Intel devices feature limited support, but fail for programs more complex than our smoke tests (compilation failures, possibly due to compiler bugs in the Intel OpenCL C compiler). AMD devices (ROCm/HSA OpenCL) run (but sometimes crash). Generally, NVIDIA GPUs obtain the best performance, although newer Intel/AMD dedicated GPUs have not been tested.

All non-nvidia targets should be run with the following flags:

--nvidia=false

AMD targets need to be run with:

--patch=true

Configuring VectorVisor

VectorVisor has many different configuration options which can be accessed with "--help"

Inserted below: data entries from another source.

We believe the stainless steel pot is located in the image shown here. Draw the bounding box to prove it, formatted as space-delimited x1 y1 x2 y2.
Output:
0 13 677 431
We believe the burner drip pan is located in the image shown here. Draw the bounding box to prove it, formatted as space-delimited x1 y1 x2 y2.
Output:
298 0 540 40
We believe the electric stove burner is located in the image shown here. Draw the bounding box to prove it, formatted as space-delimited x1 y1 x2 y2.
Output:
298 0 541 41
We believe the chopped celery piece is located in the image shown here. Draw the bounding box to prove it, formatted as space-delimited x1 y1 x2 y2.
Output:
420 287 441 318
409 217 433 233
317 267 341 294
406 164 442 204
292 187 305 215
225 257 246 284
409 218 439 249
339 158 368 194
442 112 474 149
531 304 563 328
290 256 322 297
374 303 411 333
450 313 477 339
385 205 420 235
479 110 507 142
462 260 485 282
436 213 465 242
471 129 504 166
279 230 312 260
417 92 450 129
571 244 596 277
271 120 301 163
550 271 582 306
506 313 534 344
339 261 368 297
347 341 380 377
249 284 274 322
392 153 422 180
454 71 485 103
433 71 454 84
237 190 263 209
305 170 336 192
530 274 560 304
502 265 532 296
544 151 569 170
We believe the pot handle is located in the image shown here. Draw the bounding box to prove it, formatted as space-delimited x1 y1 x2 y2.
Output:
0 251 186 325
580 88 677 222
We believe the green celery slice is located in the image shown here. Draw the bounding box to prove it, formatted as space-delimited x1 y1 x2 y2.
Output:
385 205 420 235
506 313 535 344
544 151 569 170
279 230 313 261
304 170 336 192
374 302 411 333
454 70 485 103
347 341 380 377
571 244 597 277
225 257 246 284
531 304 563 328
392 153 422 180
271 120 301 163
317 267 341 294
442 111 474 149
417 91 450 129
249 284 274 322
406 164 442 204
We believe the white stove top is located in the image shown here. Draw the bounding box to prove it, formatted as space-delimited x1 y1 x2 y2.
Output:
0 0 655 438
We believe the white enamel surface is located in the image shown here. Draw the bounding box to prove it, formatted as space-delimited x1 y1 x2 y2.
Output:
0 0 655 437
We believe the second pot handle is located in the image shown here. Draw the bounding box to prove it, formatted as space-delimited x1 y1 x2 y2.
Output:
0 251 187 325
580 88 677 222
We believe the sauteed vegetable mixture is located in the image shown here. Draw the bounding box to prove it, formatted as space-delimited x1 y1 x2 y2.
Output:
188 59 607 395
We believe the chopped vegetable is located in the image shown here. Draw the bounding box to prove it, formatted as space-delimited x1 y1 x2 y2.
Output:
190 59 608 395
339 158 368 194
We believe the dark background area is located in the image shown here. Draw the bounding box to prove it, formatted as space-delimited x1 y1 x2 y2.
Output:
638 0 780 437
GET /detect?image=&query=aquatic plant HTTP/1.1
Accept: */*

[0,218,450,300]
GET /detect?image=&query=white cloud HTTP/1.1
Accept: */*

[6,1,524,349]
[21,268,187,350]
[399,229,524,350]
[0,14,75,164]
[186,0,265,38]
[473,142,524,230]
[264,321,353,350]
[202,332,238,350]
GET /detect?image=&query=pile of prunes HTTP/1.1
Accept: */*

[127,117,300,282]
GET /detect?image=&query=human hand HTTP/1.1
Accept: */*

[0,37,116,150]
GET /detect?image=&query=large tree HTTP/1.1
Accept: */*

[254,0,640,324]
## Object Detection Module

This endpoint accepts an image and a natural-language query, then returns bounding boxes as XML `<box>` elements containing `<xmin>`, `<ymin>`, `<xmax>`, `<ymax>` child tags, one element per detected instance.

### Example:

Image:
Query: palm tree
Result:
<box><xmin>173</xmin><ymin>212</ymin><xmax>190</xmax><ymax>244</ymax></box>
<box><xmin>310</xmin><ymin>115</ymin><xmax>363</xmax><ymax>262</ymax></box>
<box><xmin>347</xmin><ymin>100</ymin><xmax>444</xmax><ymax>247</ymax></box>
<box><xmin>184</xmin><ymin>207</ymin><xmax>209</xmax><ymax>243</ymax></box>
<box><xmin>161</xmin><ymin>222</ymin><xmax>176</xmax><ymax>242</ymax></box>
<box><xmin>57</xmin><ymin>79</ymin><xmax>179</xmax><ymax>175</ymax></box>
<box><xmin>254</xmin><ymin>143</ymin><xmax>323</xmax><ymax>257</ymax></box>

cargo run --release -- --help

We include a benchmark suite (benchmarks/run_benchmarks_aws.py), which provides examples of how to run our sample benchmarks using different configurations. Generally, real applications require a heap size of 3--4 MiB, a stack size of 128 KiB, a hypercall buffer of 128-512 KiB, along with several other flags regarding application partitioning and "pretty" inputs. Different GPU configurations support varying amounts of concurrent VMs, based on the available GPU memory (e.g., 11 GiB, 16 GiB, 24 GiB) and application requirements.

Example Usage

We include both complete end-to-end benchmarks as well as a series of simpe smoke tests to confirm that VectorVisor is working properly.

Simple Examples

We include a series of simple examples in the examples/ directory. The "printreturn" flag is useful for debugging simple programs that return a value.

cd examples/
cargo run --release -- -i arithmetic/factorial.wat --printreturn=true

Running Full Applications

Our end-to-end benchmarks are built with the "wasm-serverless-invoke" library (wasm-serverless-invoke), which provides an interface for VectorVisor to transfer inputs to and from running VMs on the GPU. Examples of programs using this library can be found in the benchmarks/ directory (e.g., benchmarks/scrypt/, benchmarks/average, benchmarks/imageblur-bmp/, ...).